22.BÖLÜM

206K 9.9K 908
                                    

Gözlerimi sırtımdaki ağrıyla açtım. Belim tutulmuştu. Pis Hakkı, ne olacak?

Sinirle yerden belimi tutarak doğruldum. Karşımda duran dağınık boş yatakta gözlerimi gezdirdim.

Kokusuyla beni bayılttı dün. Tabii, sabah uyanıp kaçmış it!

Yataktaki yorganı parmağımın ucuyla yere çekip çarşafı da kendimden olabildiğince uzak tutarak kaldırıp yere attım.

Hizmetçi hallederdi gerisini nasıl olsa. Banyoya ilerleyip elimi dezenfekte ettikten sonra günlük işlerimi hallettim.

Giyinme odama geçip karışıklığın içinde bulabildiklerimle yaptığım kombini giydim.

Sevgili Hakkı batırmıştı her yeri. Benim gibi düzenli biri için bu sinir bozucuydu.

Yerde kıyafetlerden oluşan dağı zorla aşarak odamın kapısına ulaşıp çıktım.

Merdivenlerden aşağı inerken masada oturan Hakkı ve inatçı keçim kahvaltı yapıyordu, ben olmadan!

Böyle aptal bir şey için eskiden alınmazdım ama şimdi hamile kadınlar gibi her şeye alınır olmuştum. Bu kız benim dengemi bozmuştu.

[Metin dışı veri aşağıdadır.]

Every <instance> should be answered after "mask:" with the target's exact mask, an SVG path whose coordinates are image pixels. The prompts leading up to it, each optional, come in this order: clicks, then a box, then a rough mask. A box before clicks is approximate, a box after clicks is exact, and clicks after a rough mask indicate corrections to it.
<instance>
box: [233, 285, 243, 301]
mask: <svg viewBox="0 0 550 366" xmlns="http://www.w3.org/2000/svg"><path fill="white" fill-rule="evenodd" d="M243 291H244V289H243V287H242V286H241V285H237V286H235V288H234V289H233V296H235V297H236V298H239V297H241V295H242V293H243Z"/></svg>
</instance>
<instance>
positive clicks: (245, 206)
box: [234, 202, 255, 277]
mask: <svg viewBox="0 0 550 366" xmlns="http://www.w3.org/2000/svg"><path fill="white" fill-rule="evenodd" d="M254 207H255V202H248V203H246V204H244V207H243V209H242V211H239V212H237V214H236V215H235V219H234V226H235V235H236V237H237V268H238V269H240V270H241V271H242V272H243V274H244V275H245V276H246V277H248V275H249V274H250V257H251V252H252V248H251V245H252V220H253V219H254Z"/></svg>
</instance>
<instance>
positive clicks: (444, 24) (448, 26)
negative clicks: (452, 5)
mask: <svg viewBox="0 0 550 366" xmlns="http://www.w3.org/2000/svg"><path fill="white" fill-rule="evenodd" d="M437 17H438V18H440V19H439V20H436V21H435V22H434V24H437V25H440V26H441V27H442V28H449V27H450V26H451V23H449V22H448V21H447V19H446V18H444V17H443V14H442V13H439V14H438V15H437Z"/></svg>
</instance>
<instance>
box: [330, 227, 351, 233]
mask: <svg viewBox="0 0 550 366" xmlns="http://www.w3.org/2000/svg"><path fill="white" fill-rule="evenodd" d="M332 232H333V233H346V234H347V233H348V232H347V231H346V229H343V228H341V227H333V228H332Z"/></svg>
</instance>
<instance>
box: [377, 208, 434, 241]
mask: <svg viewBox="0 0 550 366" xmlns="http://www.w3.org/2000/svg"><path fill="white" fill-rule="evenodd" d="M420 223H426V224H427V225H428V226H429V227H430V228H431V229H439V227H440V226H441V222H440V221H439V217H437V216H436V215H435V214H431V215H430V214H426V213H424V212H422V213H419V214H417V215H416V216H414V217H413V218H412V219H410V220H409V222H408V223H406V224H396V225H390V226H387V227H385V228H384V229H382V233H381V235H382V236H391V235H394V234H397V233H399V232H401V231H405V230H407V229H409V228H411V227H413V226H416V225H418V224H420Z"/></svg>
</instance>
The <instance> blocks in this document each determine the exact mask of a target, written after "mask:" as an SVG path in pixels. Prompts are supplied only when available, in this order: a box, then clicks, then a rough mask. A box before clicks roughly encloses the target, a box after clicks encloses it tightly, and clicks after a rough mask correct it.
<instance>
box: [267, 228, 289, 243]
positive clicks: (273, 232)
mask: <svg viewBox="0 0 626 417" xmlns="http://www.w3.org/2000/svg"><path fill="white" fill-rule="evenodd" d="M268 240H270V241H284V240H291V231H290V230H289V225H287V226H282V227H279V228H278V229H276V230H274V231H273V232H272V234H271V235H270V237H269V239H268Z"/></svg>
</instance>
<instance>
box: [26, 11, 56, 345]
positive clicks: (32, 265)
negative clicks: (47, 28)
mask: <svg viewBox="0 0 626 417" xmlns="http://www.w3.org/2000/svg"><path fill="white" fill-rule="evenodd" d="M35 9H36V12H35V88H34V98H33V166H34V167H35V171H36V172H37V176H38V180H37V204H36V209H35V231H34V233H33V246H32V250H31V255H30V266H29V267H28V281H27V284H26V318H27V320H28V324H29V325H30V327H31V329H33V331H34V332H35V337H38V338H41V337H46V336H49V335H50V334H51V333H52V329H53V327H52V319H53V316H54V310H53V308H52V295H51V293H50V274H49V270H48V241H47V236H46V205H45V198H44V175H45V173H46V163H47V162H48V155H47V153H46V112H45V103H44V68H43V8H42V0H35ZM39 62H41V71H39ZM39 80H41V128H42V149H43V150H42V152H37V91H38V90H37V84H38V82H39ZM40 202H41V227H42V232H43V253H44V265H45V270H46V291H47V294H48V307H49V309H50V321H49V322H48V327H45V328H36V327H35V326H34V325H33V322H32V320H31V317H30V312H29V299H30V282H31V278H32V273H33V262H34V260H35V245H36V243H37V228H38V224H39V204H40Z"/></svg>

Sandalye çekip masaya oturdum. Benim gelmemi takmadan Deniz'in uzattığı reçelli ekmeği Hakkı bir lokmada yuttu.

Bana verse ben biblo yapıp köşeye koyardım. Sinirle elime aldığım bir dilim ekmeğe krem peynirini sürüp ısırdım.

Hakkı Bey'e reçelli ekmek, bizse kuru ekmek peynire talim edelim!

"Ağabey, iyi misin?"

Alayla sorduğu sorunun altında yine ne yatıyordu acaba?

"İyiyim, neden sordun?"

"Dün gece durmadan sayıkladın da..."

Anlamamış hâlde suratına bakarken bombayı bıraktı ortaya eşek herif. İleride âşık olursa canını okuyacaktım.

"Bir kızın ismini sayıklıyordun."

"Hangi kızın?"

İnatçı keçimin ağzından çıkan bu soruya; merak etti diye sevinsem mi, yoksa yanlış anladığı için üzülsem mi, bilemedim.

Hakkı'ya sinirle bakarken elimdeki krem peynirli ekmekten hırsla bir lokma koparıp çiğnedim.

"Kusura bakmayın, Arat Bey. Boş bulundum."

Al işte, kaset başa sardı. Ah, Hakkı, ah... Bunu burnundan fitil fitil getirmezsem ben de adam değilim.

Konuyu değiştirmek için yanımda servis yapan hizmetçi kıza çevirdim gözlerimi.

"Misafir odasını açar mısın?"

"Tabii, efendim. Misafiriniz mi var akşam? Ona göre hazırlık yapayım."

Masadaki tüm gözler merakla bana döndü. Deniz'inkiler de dâhil...

"Bundan sonra Deniz orada kalacak."

"Ağabey, ben ne olacağım?"

Meraklı ve hevesli çıkan sesiyle konuşan Hakkı olmasa ne yapardık, değil mi? İlla yırtık dondan çıkar gibi çıkacak!

"Seni koynumda uyutacağım, Hakkı."

Dediğime kahkahalarla gülen Deniz seyirlik bir görüntü sunarken ondan gözlerimi ayıramadım.

"Ağabey! Alo! Orda mısın?"

Hakkı gözümün önünde iri elini sallayıp beni kendime getirdi.

Senin için özel işkence odası yaptıracağım, Hakkı. Nerede kalacağım derdin de kalmaz.